NGO Watch, a joint project of the American Enterprise Institute and the Federalist Society for Law and Public Policy Studies, targets advocacy NGOs, many of which have opposed US government policy on Iraq or climate change.
The institute, which has close links to the Bush administration, argues that "a loose set of rules governing the accreditation of NGOs has meant that an unelected few have access to growing and unregulated power.
"The extraordinary growth of advocacy NGOs in liberal democracies has the potential to undermine the sovereignty of constitutional democracies, as well as the effectiveness of credible NGOs."
Much of the site is under construction, but many UK-based NGOs are designated for entries.
Among them are Friends of the Earth, ActionAid, the World Development Movement, Minority Rights Group, and Oxfam GB.
Care International and Greenpeace are already profiled. Care International's entry includes reference to its opposition to the Bush administration's policy of denying funding to groups which perform or promote abortion, while the Greenpeace entry lists its actions against corporations such as ExxonMobil.
A spokesman for Greenpeace said: "This lot are accusing us of being unelected and unrepresentative, with suspect funding and too much power. That's some gall from a group that gets its funding from ExxonMobil, has a revolving door arrangement with the White House, and never sought a mandate from anybody outside big business.

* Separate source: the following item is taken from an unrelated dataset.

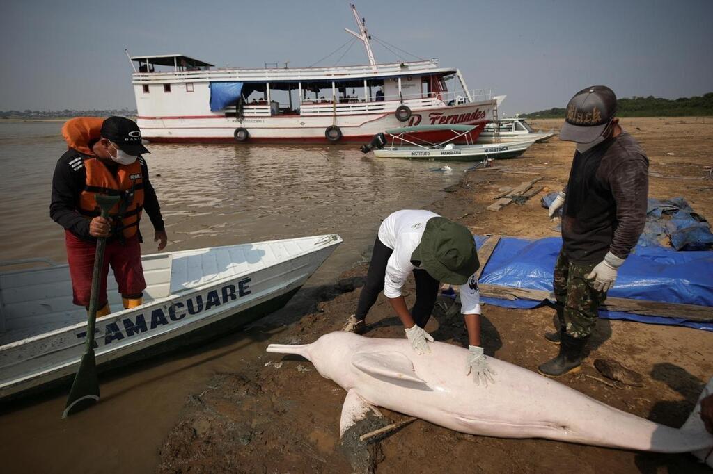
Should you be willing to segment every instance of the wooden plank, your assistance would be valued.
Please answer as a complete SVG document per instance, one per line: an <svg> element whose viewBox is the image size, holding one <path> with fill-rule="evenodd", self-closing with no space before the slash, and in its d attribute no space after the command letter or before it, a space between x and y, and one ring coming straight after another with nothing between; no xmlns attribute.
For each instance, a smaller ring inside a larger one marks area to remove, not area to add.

"The American Enterprise Institute is closely related to the Republican Party and the current administration in Washington. Fellows include Richard Perle, a member of the Pentagon's defence policy board, Newt Gingrich, former Republican speaker of the house of representatives, and Lynne Cheney, wife of US vice president Dick Cheney. Former American Enterprise Institute vice president John Bolton is now under-secretary for arms control and international security in the US state department.
Dave Timms, press officer at the World Development Movement, said: "We are disappointed that they don't seem to have a full file on our organisation, though we are listed. We'll be sending them information about us. It will be an honour to be on their hate list.
"It would be easy to dismiss these guys as right-wing political oddballs. Unfortunately, the current occupants of the White House take groups like this seriously."
But concerns over the power of NGOs is not limited to Washington. In April, Labour MP Tony Colman said some "claim to be offering the alternative political voice in today's world but the extent to which this is true is questionable."